Aber "Hier und Heute" bekam die Kurve noch einmal. Mit den Redaktionsleitern Bernd Müller, Johannes Kaul, Thomas Nell und schließlich Bettina Böttinger sowie einer deutlich verjüngten Redaktion gewann die Sendung wieder Biss, Tempo und die Spielfreude der frühen Jahre.



"Denkmalschutz" für "Hier und Heute"

Nur die Fernsehlandschaft, die hatte sich inzwischen radikal verändert. 35 Jahre nach der ersten "Hier und Heute"-Ausgabe, 1993, haben sich die kommerziellen Sender längst etabliert. Immer mehr Sender buhlen um die Gunst der Zuschauer - und der Werbekunden. Die ARD-Anstalten beschließen ihre Vorabendprogramme zu vereinheitlichen Da ist kaum noch Platz für regionale Information im Ersten. Vergeblich fordert das Grimme-Institut die Sendung unter Denkmalschutz zu stellen. Am 27. Mai ertönt der Schlusspfiff, tränenreiches Ende einer Erfolgsgeschichte in 11.013 Sendungen.

Doch Totgesagte leben länger. Bis 1997 erinnern noch neunminütige "Hier und Heute"-Nachrichten mühsam an glorreiche Pionierzeiten. Aber da ist noch etwas unterwegs.
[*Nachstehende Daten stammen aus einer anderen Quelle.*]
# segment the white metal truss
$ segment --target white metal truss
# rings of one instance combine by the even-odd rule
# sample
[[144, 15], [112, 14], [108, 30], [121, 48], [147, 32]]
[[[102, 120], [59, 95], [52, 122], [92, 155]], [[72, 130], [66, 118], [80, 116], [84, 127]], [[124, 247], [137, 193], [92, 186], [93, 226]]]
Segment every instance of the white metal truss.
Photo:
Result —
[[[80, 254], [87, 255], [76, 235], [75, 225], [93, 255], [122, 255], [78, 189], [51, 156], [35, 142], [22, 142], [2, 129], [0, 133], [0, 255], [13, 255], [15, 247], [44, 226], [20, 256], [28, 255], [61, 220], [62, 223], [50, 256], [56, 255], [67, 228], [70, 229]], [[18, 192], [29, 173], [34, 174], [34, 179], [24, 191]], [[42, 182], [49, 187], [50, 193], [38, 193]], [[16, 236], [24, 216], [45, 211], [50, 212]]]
Schon 1979 hatten die "Hier und Heute"-Leute einen halbstündigen Ableger gepflanzt.



Neues Konzept - aber die "Rheinische" bleibt

Mit "Hier und Heute unterwegs" gönnten sie sich und den Zuschauern eine Spielwiese, befreit von der tagesaktuellen Kürze: ein Ort im Lande, ein Thema, ein neugieriger und interessierter Reporter und "Hier und Heute" eroberte sich die Zuschauer zurück. Redaktionsleiter Gerhard Skrobicki entwickelte dann Idee und Konzept für die tägliche Reportage unter dem Markennamen "Hier und Heute" Seit 1998 ist diese Sendung also auch wieder von montags bis freitags für die Zuschauer in NRW und darüber hinaus ein Einschaltpunkt. Geblieben ist die "Rheinische" von Schumann, nicht mehr 35 Sekunden lang wie 1957. Arrangeure und Musiker haben das Titelthema "eingedampft" auf 16 Sekunden, die Melodie aber ist Jedem im Lande bekannt und zum Mitpfeifen geeignet.

2007: Das Jubiläumsprogramm, 50 Jahre "Hier und Heute"

Grafik: 50 Jahre Hier und Heute

Am 1. Dezember 1957 um 19:00 Uhr ging der Welt das Licht von "Hier und Heute" auf. Es leuchtet immer noch! 50 Jahre sind ein guter Grund zum Feiern – wir haben das mit drei Spezialausgaben von "Hier und Heute" getan - und mit einem Wunsch an unsere Zuschauer: "Schicken Sie uns Ihre Geschichte".
Diese Wunsch-Aktion ist nun abgeschlossen.
Herzlichen Dank an alle Zuschauer, die sich daran beteiligt haben.